Humanity, as a class, is a slow learner, partly because every new generation is starting over from total ignorance. Writing and history can, in theory, improve our learning curve. And there are some indications that we might be haltingly learning some lessons, though that education has been expensive. Although America still thinks of itself as invincible, its military ventures haven’t actually gone all that well for the last 75 years or so. And it seems as if at least some people have noticed.

It’s heartening that, as the Cheney administration was making its pro forma case for invading Iraq, tens of millions of people took to the streets all over the world to protest. Less heartening is that they went ahead and invaded it anyway the government doesn’t need our permission but at least all those people recognized it as a scam from the start.

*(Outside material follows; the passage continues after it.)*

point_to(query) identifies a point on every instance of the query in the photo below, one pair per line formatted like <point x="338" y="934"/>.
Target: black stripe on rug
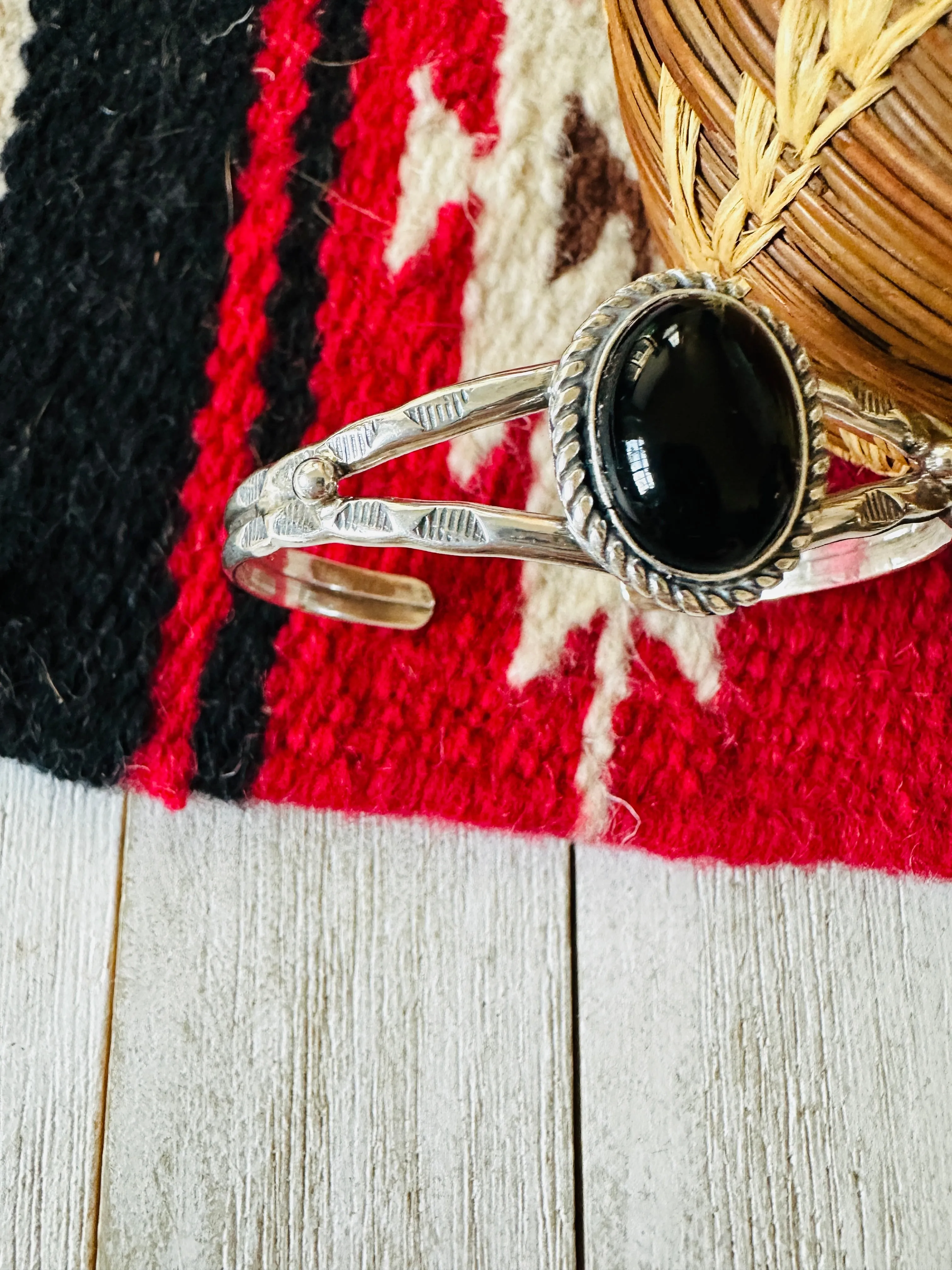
<point x="229" y="735"/>
<point x="112" y="238"/>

It took until 1967 for a majority of Americans to realize the war in Vietnam was a mistake, three years after the Gulf of Tonkin; it only took until 2005, a mere two years after the invasion, for a majority of Americans to decide Iraq was one, too. (Not quite in time for the 2004 election.)

A recent poll shows that very few Americans would support a preemptive invasion of Iran though four out of five would support a military response if Iran attacks us first. As the Gulf of Tonkin shows, such an attack is easily arranged. It’s obvious that some people in our administration want very much to go to war against Iran, for motives ranging from the venal (more oil) to the superstitious (expediting their eschatological myth).

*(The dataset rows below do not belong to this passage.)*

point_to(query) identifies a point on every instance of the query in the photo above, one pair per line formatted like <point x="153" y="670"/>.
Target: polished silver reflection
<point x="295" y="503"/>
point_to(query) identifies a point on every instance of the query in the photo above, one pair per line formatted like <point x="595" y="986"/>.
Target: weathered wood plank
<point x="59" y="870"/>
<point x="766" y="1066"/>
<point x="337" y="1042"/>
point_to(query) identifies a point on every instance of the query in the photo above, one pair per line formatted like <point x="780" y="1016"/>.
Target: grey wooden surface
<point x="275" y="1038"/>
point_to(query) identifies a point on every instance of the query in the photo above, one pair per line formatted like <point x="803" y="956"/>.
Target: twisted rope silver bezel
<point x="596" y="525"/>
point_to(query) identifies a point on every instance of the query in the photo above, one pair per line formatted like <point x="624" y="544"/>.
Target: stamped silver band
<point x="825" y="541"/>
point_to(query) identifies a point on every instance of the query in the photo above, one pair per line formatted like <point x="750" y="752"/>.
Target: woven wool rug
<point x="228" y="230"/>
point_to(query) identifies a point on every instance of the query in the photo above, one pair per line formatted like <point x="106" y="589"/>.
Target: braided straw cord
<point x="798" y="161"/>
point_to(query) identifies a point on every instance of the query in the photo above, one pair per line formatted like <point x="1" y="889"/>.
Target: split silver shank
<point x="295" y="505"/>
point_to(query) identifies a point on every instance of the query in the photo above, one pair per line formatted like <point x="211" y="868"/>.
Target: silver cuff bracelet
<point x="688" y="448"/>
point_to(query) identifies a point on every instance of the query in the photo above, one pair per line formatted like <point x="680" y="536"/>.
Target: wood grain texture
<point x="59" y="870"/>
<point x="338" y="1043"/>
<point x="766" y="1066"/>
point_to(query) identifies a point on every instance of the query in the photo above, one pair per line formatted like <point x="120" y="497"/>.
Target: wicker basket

Among them, interestingly, is not Donald Trump. Trump is stupid and weak and mean, a congenital liar, a racist, a serial sexual predator, and an ineradicable embarrassment to the history of this country; but it also has to be said that his administration’s body count is still relatively low. George W. Bush, who seems like such an endearing doofus now, with his second career as a Sunday painter and crush on Michelle Obama, signed off on the totally optional deaths of nearly 7,000 U.S. soldiers and uncounted (because it’s unpatriotic to count the deaths of our enemies) hundreds of thousands of Afghans and Iraqis.

Trump dodged the draft in Vietnam, as did Bush, and Cheney, and Bolton: But, unlike the rest of those dedicated self-preservationists, Trump at least has the cowardice of his convictions he seems to have little stomach for a new war. Of course, he may change his mind if his poll numbers are worrisome or impeachment seems likely. And he does like setting records.

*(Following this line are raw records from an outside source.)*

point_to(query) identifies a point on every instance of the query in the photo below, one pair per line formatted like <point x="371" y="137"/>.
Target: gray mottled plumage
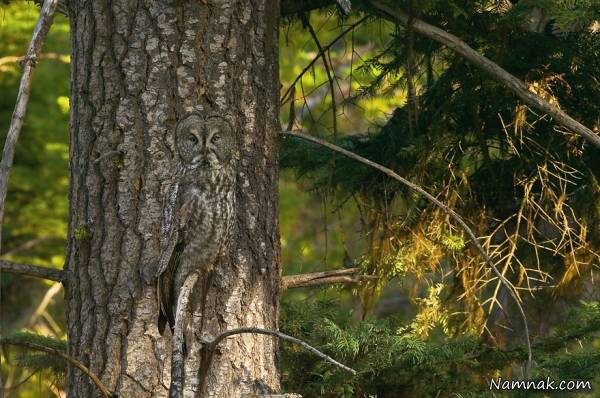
<point x="199" y="207"/>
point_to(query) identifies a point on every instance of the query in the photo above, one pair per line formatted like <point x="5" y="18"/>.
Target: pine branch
<point x="33" y="270"/>
<point x="212" y="344"/>
<point x="348" y="275"/>
<point x="417" y="189"/>
<point x="510" y="81"/>
<point x="321" y="53"/>
<point x="33" y="51"/>
<point x="61" y="354"/>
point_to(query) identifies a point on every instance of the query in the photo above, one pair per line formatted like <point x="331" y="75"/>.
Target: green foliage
<point x="393" y="361"/>
<point x="38" y="360"/>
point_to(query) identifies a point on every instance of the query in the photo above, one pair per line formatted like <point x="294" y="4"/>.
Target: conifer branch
<point x="416" y="188"/>
<point x="33" y="270"/>
<point x="347" y="275"/>
<point x="511" y="82"/>
<point x="321" y="53"/>
<point x="212" y="344"/>
<point x="52" y="351"/>
<point x="35" y="46"/>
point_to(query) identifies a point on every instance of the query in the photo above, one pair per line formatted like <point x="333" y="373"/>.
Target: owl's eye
<point x="192" y="139"/>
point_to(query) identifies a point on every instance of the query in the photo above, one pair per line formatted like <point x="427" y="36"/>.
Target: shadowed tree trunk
<point x="137" y="68"/>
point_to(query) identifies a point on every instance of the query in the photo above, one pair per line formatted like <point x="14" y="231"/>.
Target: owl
<point x="199" y="207"/>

Michael Herr once said, in an interview, that “war is like weather, it’s like natural disasters; it’s virtually unstoppable.” Herr, author of Dispatches, which has been credibly called “the best book… on men and war in our time,” would know more about it than I do. But who’s to say what’s ineradicable in human nature, and what’s malleable? Who would’ve thought, a few centuries ago, that slavery, which had endured since the beginning of history, would ever effectively be ended as a legal institution?

The ethologist Konrad Lorenz, author of On Aggression, agrees that aggression is a primary instinct, like libido, not something that can be conditioned or socialized out of us. (As someone who was raised in a pacifist religion, I can confirm this.) Nonetheless Lorenz, who was writing in a time when the odds of a nuclear holocaust seemed like even money, was hopeful that humanity could successfully sublimate its aggressive instincts into less dangerous forms, from organized sports to humor, and survive.

There used to be a slogan, circa Vietnam, cribbed from Carl Sandburg: “What if they gave a war and nobody came?” I sometimes hope we might be inching our way toward a historic turning point where leaders crank up the reliable old machine the propaganda campaign, the bogus casus belli, the demonization of a foreign enemy and discrediting of war opponents, the contrived triggering event and a majority of the populace just doesn’t buy it.

Politicians in this country used to be able to reliably win elections by race-baiting, gay-bashing, or invoking the specter of “class warfare” or socialism; the old battle cries are losing their power. Some generation has to be the first, when the government calls on us to put partisan politics aside, rally around the flag, Support Our Troops, to remain seated and say: Nah.